Liver transplant policy is arbitrary, inhumane
Liver transplant policy across North America relating to alcoholics often appears based more on politics and public perception than facts, many experts say.
As a result, a widely-used — but essentially arbitary — six-month abstinence rule for potential liver transplant recipients basically equates to a death sentence for those who don’t meet those criteria.
On Friday, that was the situation possibly facing Delilah Saunders, the 26-year-old sister of 2014 murder victim Loretta Saunders being treated at a Toronto hospital Friday for acute liver failure caused by acetaminophen toxicity in conjunction with alcohol abuse. She had checked into an Ottawa hospital a week earlier feeling unwell after taking Tylenol for pain.
The Labrador- born Indigenous activist recently won Amnesty International’s human rights award for her advocacy work.
In October in Membertou, she gave emotionally charged testimony about her sister at the national inquiry into missing and murdered Indigenous women and girls.
Under Ontario’s liver transplant policy, Saunders was ruled not eligible for a liver transplant, even from a family member or friend who’s a match, because she hasn’t been alcohol-free for at least six months.

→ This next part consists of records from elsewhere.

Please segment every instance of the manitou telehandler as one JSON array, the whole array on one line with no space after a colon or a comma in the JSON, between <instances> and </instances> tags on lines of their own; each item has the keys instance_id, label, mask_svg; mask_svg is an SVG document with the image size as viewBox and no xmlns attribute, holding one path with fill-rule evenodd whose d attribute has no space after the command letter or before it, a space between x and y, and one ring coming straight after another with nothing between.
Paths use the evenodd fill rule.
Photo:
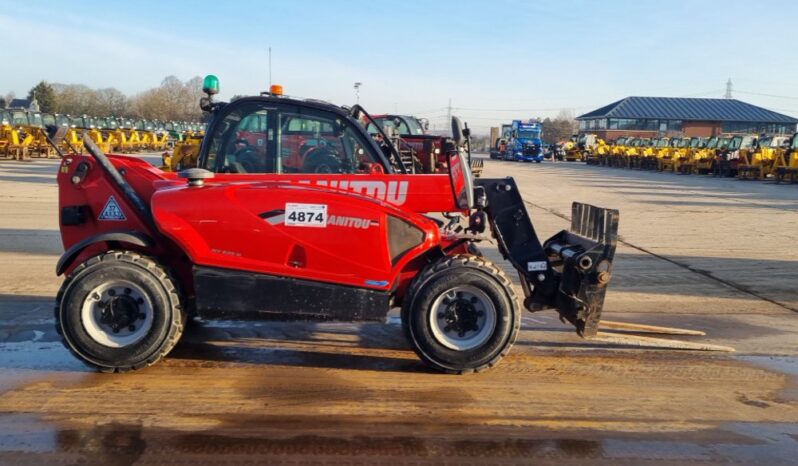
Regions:
<instances>
[{"instance_id":1,"label":"manitou telehandler","mask_svg":"<svg viewBox=\"0 0 798 466\"><path fill-rule=\"evenodd\" d=\"M488 369L518 336L521 307L474 246L483 239L518 272L524 308L556 309L585 337L624 339L598 332L618 211L574 203L571 229L541 244L512 178L472 177L458 127L443 148L447 173L414 175L368 134L361 121L373 119L359 105L278 89L217 103L214 76L204 91L211 121L198 168L164 172L106 155L88 137L89 156L63 158L66 252L56 272L66 279L55 322L87 364L109 372L153 364L191 315L364 321L396 307L429 365ZM305 137L320 140L308 149ZM329 170L287 170L292 157ZM658 343L674 346L644 344Z\"/></svg>"}]
</instances>

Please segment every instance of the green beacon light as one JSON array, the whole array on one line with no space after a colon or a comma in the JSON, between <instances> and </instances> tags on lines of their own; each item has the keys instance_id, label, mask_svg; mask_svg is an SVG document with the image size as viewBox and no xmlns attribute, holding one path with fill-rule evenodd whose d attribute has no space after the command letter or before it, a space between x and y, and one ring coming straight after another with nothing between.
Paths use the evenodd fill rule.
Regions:
<instances>
[{"instance_id":1,"label":"green beacon light","mask_svg":"<svg viewBox=\"0 0 798 466\"><path fill-rule=\"evenodd\" d=\"M214 95L219 93L219 78L216 76L209 74L205 76L205 79L202 81L202 92L208 95Z\"/></svg>"}]
</instances>

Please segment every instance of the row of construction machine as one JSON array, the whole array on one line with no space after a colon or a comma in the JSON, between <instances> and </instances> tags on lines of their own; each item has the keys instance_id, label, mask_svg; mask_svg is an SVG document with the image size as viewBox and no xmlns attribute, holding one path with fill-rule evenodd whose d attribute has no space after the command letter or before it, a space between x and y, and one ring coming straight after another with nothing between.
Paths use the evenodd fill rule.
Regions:
<instances>
[{"instance_id":1,"label":"row of construction machine","mask_svg":"<svg viewBox=\"0 0 798 466\"><path fill-rule=\"evenodd\" d=\"M702 137L621 137L598 145L593 165L700 174L741 180L798 181L795 135Z\"/></svg>"},{"instance_id":2,"label":"row of construction machine","mask_svg":"<svg viewBox=\"0 0 798 466\"><path fill-rule=\"evenodd\" d=\"M56 156L47 142L48 127L65 128L59 147L83 151L84 133L105 152L162 151L186 140L196 144L204 131L200 123L158 120L70 116L25 109L0 109L0 159L30 160Z\"/></svg>"}]
</instances>

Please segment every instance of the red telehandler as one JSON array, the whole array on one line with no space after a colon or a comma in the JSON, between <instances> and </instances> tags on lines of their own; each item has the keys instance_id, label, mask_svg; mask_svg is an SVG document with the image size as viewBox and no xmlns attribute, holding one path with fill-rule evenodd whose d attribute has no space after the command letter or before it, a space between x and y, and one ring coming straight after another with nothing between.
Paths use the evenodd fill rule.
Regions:
<instances>
[{"instance_id":1,"label":"red telehandler","mask_svg":"<svg viewBox=\"0 0 798 466\"><path fill-rule=\"evenodd\" d=\"M617 211L575 203L571 230L541 244L512 178L472 178L462 134L445 144L447 173L413 175L369 136L359 106L275 90L217 103L214 76L204 91L197 168L164 172L88 137L90 155L63 156L55 321L85 363L151 365L191 315L365 321L399 307L429 365L487 369L515 341L521 307L481 239L518 271L524 308L597 335Z\"/></svg>"}]
</instances>

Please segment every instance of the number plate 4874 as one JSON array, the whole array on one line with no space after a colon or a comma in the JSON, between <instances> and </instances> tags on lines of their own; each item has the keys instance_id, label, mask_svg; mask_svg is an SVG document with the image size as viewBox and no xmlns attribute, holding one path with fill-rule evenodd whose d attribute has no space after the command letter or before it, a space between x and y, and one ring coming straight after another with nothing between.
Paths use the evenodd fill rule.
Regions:
<instances>
[{"instance_id":1,"label":"number plate 4874","mask_svg":"<svg viewBox=\"0 0 798 466\"><path fill-rule=\"evenodd\" d=\"M285 204L285 226L327 227L327 204Z\"/></svg>"}]
</instances>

Ontario is already facing a lawsuit over its policy from the widow of a man who died after similarly being denied a liver. In that suit, Dr. John Fung, chief of transplant surgery at the University of Chicago and a member of the U.S. government’s advisory panel on transplantation, testified that studies show alcoholic liver disease patients do as well as other liver transplant recipients and rarely resume heavy drinking.
Fung also said it’s official policy of both the American Association for the Study of Liver Disease and American College of Gastroenterology that alcoholics be treated the same as other people with liver failure.
Trillium Gift of Life Network, which oversees Ontario’s liver transplant program, has responded by offering to launch a three-year study next August that will waive its six-month policy for up to 100 people with re- cent substance abuse.
But Trillium has also said it’s concerned a permanant change to the policy could increase wait times and undermine public support for the transplant program.
With respect, those aren’t convincing arguments to deny people suffering now, especially given the lack of evidential support for the current policy. And in this case, Trillium has denied Saunders’ family and friends the opportunity to even donate part of their own livers, if a match, to save her life. In such cases, the livers of both donor and recipient normally regrow to normal size in about three months.
Saunders’ family also have a strong argument Trillium’s policy discriminates against Indigenous people, who have a disproportionate rate of substance abuse due to the trauma inflicted by residential schools.
Happily, there was news Friday that Saunders was responding to treatment and improving at an organ transplant centre in Toronto.